It’s been suggested that “Hadoop” has become a buzzword, much like the broader signifier “big data”, and I’m inclined to agree. It could certainly be seen to fit Dan Ariely’s analogy of “Big data” being like teenage sex: “everyone talks about it, nobody really knows how to do it, everyone thinks everyone else is doing it, so everyone claims they are doing it”.
To recap, we’ve previously defined Hadoop as a “essentially an open-source framework for processing, storing and analysing data. The fundamental principle behind Hadoop is rather than tackling one monolithic block of data all in one go, it’s more efficient to break up & distribute data into many parts, allowing processing and analysing of different parts concurrently”.
In this article, we’re going to explore what Hadoop actually comprises- the essential components, and some of the more well-known and useful add-ons. At its core, Hadoop is comprised of four things:
- Hadoop Common- A set of common libraries and utilities used by other Hadoop modules.

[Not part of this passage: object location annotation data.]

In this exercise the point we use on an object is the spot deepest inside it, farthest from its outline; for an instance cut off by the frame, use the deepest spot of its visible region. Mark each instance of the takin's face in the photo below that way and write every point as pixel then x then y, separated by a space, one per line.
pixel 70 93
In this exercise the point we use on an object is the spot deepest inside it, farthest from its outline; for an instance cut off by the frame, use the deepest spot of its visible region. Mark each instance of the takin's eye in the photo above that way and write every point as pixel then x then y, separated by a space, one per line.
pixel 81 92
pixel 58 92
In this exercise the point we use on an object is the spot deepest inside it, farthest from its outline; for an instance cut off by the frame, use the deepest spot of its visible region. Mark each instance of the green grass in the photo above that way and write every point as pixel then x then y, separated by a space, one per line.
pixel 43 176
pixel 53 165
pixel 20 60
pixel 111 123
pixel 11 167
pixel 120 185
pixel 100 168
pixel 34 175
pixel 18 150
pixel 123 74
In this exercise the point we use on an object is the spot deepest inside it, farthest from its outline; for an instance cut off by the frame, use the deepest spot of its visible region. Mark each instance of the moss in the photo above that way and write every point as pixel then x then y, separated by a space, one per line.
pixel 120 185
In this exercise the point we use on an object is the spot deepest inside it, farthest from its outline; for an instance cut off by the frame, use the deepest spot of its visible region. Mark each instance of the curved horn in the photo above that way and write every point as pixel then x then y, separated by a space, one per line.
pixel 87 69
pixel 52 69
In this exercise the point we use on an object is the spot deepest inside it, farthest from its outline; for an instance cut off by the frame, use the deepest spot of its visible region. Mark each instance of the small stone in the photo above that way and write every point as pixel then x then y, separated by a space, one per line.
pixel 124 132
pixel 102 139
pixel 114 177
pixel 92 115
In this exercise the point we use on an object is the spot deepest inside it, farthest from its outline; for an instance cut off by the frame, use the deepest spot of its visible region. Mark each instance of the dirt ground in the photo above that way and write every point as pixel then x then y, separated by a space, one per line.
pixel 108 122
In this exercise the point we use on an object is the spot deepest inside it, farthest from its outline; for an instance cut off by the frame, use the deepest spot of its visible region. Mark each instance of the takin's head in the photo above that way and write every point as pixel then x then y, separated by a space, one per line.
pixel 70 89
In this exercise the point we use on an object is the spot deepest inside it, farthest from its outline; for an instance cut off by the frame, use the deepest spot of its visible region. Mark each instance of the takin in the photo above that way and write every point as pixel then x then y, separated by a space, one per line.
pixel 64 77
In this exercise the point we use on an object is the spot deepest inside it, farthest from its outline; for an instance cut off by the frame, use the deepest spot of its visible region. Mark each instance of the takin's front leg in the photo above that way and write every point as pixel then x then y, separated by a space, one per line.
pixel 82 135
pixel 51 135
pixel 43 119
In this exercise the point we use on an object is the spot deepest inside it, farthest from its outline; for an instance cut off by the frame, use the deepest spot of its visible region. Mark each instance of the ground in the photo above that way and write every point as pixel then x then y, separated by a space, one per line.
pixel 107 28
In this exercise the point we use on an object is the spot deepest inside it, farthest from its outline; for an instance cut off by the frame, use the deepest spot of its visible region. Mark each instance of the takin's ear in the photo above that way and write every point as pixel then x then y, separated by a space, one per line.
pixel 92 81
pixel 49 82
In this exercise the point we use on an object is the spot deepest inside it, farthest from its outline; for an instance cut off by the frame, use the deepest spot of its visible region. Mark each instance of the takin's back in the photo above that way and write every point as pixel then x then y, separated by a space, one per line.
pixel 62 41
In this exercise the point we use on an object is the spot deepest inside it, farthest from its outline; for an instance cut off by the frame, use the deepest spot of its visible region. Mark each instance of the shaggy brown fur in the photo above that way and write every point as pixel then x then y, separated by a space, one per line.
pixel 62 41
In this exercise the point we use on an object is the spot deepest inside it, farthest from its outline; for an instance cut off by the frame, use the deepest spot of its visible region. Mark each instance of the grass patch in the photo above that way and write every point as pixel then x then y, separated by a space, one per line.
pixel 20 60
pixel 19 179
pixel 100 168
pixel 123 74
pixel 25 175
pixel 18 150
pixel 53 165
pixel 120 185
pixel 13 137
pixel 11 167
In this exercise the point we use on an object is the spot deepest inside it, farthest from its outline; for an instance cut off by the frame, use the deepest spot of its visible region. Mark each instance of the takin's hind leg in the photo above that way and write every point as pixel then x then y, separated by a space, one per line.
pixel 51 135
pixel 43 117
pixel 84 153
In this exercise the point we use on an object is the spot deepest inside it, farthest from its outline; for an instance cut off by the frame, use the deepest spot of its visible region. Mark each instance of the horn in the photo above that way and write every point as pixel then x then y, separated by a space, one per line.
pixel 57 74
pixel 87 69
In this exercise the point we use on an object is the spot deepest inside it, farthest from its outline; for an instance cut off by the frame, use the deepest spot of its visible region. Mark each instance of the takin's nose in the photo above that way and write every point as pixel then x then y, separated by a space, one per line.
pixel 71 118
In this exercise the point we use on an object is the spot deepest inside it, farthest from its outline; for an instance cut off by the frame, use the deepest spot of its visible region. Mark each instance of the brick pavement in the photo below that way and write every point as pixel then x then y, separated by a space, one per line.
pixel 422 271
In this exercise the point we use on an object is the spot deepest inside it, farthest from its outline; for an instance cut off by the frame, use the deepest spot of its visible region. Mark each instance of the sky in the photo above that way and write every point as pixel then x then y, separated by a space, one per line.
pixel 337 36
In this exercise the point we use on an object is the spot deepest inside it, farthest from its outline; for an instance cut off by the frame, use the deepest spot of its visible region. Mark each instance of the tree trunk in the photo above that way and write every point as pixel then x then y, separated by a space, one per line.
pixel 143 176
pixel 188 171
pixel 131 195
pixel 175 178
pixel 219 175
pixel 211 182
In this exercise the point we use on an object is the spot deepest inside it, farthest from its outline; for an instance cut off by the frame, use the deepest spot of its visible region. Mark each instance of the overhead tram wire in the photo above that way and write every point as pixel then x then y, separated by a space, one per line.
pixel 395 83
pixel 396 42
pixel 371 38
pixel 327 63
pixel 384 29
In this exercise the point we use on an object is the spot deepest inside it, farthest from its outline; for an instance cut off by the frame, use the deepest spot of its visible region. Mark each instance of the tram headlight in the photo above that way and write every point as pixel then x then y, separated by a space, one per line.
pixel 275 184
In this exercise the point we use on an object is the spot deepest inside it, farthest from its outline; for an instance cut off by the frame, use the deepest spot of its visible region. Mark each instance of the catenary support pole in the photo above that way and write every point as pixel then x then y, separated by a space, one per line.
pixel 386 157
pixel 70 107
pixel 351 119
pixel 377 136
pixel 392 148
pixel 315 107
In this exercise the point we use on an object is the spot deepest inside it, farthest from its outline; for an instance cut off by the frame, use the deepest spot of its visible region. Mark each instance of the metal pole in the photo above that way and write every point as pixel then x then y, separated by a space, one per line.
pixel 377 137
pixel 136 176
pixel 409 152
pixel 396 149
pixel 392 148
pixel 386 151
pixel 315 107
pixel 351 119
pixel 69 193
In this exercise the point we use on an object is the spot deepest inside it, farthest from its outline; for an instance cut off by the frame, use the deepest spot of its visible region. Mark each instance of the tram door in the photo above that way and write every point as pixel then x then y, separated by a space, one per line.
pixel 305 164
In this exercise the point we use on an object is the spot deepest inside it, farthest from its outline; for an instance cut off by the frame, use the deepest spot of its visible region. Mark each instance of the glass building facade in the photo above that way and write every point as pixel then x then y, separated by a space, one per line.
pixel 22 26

- HDFS- The default storage layer for Hadoop.
- MapReduce- Executes a wide range of analytic functions by analysing datasets in parallel before ‘reducing’ the results. The “Map” job distributes a query to different nodes, and the “Reduce” gathers the results and resolves them into a single value.
- YARN- Present in version 2.0 onwards, YARN is the cluster management layer of Hadoop. Prior to 2.0, MapReduce was responsible for cluster management as well as processing. The inclusion of YARN means you can run multiple applications in Hadoop (so you’re no longer limited to MapReduce), which all share common cluster management.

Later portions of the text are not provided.